Hal tersebut disampaikan oleh Peneliti ICW Kurnia Ramadhana dalam diskusi yang digelar oleh Total Politik di Jakarta Selatan pada Ahad (12/2/2023). Nilai IPK dirilis oleh Transparency International Indonesia (TII).

Baca Juga

"Sumber permasalahan utama ada di KPK, kita belum pernah lihat pimpinan KPK ada lima orang pelanggaran etiknya ada tiga, satu Bu Lili sudah keluar," kata Kurnia dalam kegiatan tersebut, Ahad (12/2/2023).

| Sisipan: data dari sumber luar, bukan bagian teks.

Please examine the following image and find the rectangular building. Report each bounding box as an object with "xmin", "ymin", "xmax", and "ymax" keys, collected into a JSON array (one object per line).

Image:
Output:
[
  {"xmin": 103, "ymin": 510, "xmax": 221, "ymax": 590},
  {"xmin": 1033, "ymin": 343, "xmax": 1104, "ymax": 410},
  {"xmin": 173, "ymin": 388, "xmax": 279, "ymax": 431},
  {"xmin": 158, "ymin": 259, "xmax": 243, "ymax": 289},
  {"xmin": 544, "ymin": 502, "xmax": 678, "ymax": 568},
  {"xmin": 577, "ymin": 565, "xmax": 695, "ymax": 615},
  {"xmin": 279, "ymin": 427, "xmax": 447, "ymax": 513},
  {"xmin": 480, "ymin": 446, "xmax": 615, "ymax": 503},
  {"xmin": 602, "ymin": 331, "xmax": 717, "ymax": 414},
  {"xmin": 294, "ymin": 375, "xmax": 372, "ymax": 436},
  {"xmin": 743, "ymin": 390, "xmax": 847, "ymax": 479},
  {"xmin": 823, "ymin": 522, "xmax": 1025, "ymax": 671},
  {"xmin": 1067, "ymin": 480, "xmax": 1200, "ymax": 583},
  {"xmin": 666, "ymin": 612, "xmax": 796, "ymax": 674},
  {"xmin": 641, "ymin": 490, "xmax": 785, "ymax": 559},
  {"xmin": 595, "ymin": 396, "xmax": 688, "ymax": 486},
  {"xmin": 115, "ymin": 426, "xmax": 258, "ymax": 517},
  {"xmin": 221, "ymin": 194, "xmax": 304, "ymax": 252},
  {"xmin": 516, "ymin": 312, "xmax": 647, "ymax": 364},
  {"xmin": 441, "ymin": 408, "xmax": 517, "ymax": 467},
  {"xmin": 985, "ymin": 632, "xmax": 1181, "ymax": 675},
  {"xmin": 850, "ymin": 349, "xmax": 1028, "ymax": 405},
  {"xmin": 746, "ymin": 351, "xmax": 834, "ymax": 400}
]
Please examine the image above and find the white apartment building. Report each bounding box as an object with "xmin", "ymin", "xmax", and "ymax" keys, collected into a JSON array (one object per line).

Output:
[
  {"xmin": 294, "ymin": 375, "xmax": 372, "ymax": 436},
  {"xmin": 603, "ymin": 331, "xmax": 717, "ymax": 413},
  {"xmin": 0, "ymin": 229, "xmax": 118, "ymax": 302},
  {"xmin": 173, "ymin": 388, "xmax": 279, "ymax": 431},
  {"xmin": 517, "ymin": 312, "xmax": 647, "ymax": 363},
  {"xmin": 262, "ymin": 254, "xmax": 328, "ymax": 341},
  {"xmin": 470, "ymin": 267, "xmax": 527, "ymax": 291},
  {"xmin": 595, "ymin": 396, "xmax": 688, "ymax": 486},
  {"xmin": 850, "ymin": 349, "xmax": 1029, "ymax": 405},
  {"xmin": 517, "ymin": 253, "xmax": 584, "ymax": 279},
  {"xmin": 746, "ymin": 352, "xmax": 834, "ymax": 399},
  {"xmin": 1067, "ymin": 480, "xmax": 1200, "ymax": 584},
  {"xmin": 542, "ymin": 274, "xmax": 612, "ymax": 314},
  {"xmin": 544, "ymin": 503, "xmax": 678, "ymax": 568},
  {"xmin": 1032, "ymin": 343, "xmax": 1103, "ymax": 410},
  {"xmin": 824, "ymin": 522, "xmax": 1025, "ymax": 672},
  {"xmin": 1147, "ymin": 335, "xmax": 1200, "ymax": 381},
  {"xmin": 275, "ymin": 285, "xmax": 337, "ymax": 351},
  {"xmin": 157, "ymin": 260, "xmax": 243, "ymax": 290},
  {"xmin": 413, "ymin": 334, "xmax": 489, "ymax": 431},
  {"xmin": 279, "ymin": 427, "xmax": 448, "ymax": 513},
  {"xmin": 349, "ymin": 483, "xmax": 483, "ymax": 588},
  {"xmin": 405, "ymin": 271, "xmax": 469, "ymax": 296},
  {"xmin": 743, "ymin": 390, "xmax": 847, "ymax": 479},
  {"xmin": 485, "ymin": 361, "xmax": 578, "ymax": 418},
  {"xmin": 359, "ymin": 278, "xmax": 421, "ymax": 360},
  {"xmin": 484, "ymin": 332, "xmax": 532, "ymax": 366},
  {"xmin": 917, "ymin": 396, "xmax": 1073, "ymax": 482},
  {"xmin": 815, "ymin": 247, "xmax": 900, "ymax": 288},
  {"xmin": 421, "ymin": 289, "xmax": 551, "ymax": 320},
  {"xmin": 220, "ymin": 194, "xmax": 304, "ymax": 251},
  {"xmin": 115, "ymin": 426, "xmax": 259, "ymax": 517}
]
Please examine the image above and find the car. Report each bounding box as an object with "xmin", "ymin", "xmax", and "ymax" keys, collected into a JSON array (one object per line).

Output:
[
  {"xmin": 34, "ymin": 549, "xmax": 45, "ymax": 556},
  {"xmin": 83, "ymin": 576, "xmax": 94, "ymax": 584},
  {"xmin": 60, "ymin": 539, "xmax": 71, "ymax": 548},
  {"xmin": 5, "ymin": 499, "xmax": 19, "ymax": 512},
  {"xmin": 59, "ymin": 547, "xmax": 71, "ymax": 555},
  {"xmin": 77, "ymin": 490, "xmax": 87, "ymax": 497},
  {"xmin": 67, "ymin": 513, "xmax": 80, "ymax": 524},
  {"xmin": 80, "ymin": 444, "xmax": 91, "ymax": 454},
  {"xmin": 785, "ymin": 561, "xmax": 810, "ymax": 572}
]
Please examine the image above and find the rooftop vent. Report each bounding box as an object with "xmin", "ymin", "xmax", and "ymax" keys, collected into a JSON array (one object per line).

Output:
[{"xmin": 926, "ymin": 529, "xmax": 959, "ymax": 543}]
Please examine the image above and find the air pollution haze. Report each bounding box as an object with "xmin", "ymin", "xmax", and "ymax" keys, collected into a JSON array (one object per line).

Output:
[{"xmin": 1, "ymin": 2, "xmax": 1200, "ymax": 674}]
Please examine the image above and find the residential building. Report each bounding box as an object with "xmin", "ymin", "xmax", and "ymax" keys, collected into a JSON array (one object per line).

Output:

Kurnia menegaskan permasalahan di internal KPK malah tak cepat disikapi oleh Presiden Jokowi. Kondisi tersebut, menurut dia, memerparah situasi pemberantasan korupsi. "Ini jadi masalah yang nggak disadari Pak Jokowi, nggak ada realisasi konkret," lanjut Kurnia.

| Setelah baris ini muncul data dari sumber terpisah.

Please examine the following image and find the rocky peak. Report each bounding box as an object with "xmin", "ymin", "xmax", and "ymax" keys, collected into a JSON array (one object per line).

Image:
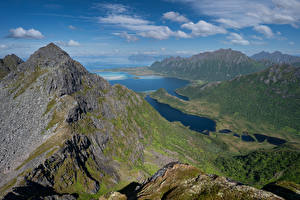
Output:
[
  {"xmin": 24, "ymin": 43, "xmax": 71, "ymax": 70},
  {"xmin": 2, "ymin": 54, "xmax": 23, "ymax": 68},
  {"xmin": 0, "ymin": 54, "xmax": 23, "ymax": 79},
  {"xmin": 101, "ymin": 162, "xmax": 283, "ymax": 200}
]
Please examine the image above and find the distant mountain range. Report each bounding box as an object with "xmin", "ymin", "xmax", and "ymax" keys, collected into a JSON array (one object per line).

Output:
[
  {"xmin": 251, "ymin": 51, "xmax": 300, "ymax": 65},
  {"xmin": 150, "ymin": 49, "xmax": 267, "ymax": 81}
]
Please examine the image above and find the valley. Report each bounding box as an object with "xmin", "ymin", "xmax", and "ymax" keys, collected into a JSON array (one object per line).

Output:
[{"xmin": 2, "ymin": 0, "xmax": 300, "ymax": 199}]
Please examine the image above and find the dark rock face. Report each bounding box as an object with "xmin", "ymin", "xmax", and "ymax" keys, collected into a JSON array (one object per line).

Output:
[
  {"xmin": 24, "ymin": 134, "xmax": 110, "ymax": 194},
  {"xmin": 3, "ymin": 180, "xmax": 78, "ymax": 200}
]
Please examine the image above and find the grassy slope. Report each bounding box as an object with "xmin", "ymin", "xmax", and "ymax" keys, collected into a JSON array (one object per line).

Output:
[
  {"xmin": 69, "ymin": 85, "xmax": 230, "ymax": 199},
  {"xmin": 149, "ymin": 65, "xmax": 300, "ymax": 188},
  {"xmin": 177, "ymin": 65, "xmax": 300, "ymax": 138}
]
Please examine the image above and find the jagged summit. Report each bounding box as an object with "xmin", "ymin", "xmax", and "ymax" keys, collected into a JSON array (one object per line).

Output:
[{"xmin": 24, "ymin": 42, "xmax": 71, "ymax": 70}]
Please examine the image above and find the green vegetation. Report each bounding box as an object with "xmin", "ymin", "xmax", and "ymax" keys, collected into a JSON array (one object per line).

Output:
[
  {"xmin": 43, "ymin": 98, "xmax": 56, "ymax": 116},
  {"xmin": 0, "ymin": 178, "xmax": 17, "ymax": 197},
  {"xmin": 149, "ymin": 65, "xmax": 300, "ymax": 190},
  {"xmin": 13, "ymin": 67, "xmax": 47, "ymax": 99},
  {"xmin": 150, "ymin": 49, "xmax": 267, "ymax": 81},
  {"xmin": 178, "ymin": 65, "xmax": 300, "ymax": 131},
  {"xmin": 45, "ymin": 110, "xmax": 64, "ymax": 130},
  {"xmin": 15, "ymin": 128, "xmax": 69, "ymax": 171},
  {"xmin": 215, "ymin": 147, "xmax": 300, "ymax": 187},
  {"xmin": 195, "ymin": 185, "xmax": 253, "ymax": 200}
]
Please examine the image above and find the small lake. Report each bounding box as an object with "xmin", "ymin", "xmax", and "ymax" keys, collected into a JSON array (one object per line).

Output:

Kurnia menyatakan, kinerja KPK tak maksimal dalam sejumlah kasus besar korupsi seperti Bansos dan ekspor benih lobster. Menurut dia, KPK gagal mendalami kasus tersebut hingga ke akar-akarnya.

"Kualitas penanganan perkara buruk, bagus di konpers saja. Sebenarnya masih ada yang lain yang bisa diusut," ujar Kurnia.

Oleh karena itu, Kurnia tak terkejut ketika nilai IPK Indonesia kian merosot. Hal itu menurutnya dapat disimak dari politik hukum yang dijalankan Pemerintah selama ini. "IPK anjlok bukan kabar mengejutkan, sudah diprediksi sejak awal ketika arah politik hukum pemberantasan korupsi makin melenceng," ujar Kurnia.

Kurnia juga menuding Presiden Jokowi tak memahami situasi terkini pemberantasan korupsi. Bahkan ia menduga ada kepanikan di lingkaran Presiden Jokowi ketika skor IPK merosot. Presiden Jokowi memang sempat mengumpulkan Menko Polhukam Mahfud MD, Jaksa Agung ST Burhanuddin, Kapolri Jenderal Listyo Sigit Prabowo, dan Ketua KPK Firli Bahuri usai skor IPK keluar.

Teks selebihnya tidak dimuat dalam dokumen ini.